Since Heidi and the children did not obey the new rules, they had 48 hours to leave the property. Heidi was told there was a contract out on her life. So, they evacuated to their office in the capital city of Maputo. The children gathered in the dining room/church began to sing praise and worship songs at the tops of their lungs. They were beaten and told they could not worship God. One by one, they began to walk the 20 miles to the city office. Reunited, Heidi, Rolland and the orphans called out to God in total desperation.
They had lost everything and there was no place for them to go and no food to eat. A friend from the American Embassy came with chili and rice for the Bakers and their 2 children. They prayed over the pots of food and told the 80+ children to sit down. Everyone ate and was full! God has rewarded their faith, and now their property in Pemba is over seven times what was lost in 1997.
“Government officials who once persecuted us and beat our children are now thankful for us staying in the country,” says Heidi.
MISSIONS IN HER BLOOD
Heidi was called to the mission field when she was 16 and living on an Indian Reservation as an American Field student where she was led to the Lord by a Navajo preacher.
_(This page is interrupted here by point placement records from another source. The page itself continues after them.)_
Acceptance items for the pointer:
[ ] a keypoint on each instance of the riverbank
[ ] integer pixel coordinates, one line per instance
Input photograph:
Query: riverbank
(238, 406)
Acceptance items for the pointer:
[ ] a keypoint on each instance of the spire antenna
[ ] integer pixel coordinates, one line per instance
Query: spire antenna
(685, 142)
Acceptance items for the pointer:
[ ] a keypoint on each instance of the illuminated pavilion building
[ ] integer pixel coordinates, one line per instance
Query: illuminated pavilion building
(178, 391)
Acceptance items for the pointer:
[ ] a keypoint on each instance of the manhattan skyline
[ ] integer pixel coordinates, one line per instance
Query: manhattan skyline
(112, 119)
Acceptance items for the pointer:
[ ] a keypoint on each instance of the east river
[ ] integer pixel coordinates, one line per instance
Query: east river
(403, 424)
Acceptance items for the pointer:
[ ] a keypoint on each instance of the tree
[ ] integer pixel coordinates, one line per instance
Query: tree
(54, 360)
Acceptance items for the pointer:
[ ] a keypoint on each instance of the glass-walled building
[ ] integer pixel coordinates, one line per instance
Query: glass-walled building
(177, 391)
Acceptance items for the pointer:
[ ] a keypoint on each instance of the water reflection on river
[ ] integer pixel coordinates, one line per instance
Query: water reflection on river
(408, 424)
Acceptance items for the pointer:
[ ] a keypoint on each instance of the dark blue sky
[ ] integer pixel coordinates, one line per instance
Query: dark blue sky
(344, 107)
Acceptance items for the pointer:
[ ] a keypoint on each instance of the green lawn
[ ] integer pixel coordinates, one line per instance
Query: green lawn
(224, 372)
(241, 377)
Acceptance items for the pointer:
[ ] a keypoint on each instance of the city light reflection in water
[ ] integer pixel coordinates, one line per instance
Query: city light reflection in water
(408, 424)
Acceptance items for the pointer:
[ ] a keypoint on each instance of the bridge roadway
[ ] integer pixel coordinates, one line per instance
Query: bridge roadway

Several months later she was taken up in a vision for several hours and heard the Lord tell her to be a minister and missionary to Africa, Asia and England. Heidi met her husband Rolland at a small charismatic church in Southern California and married six months later. They left for the mission field two weeks after they were married, with simple instructions from the Lord, one way tickets and thirty dollars in their pockets. They spent 12 years in Asia and saw thousands come to Jesus.
After meeting Jackie Pullinger-To and working with her ministry to drug addicts in Hong Kong, their hearts were increasingly broken for the poor and unwanted. In 1992 they left to do their PhDs at Kings' College, University of London.
Rolland left Mozambique for the United States last November for prayer, treatment and rest. During this time he has been under the care of several doctors and has been meeting with counselors.
His physician states, “Rolland Baker is currently under my care for a Post Traumatic Stress Disorder which has caused some short-term memory loss due the intense ministry and administrative responsibilities he has overseen for many years. Heidi, staff and board members of Iris Ministries will assume Rolland’s responsibilities until further notice.”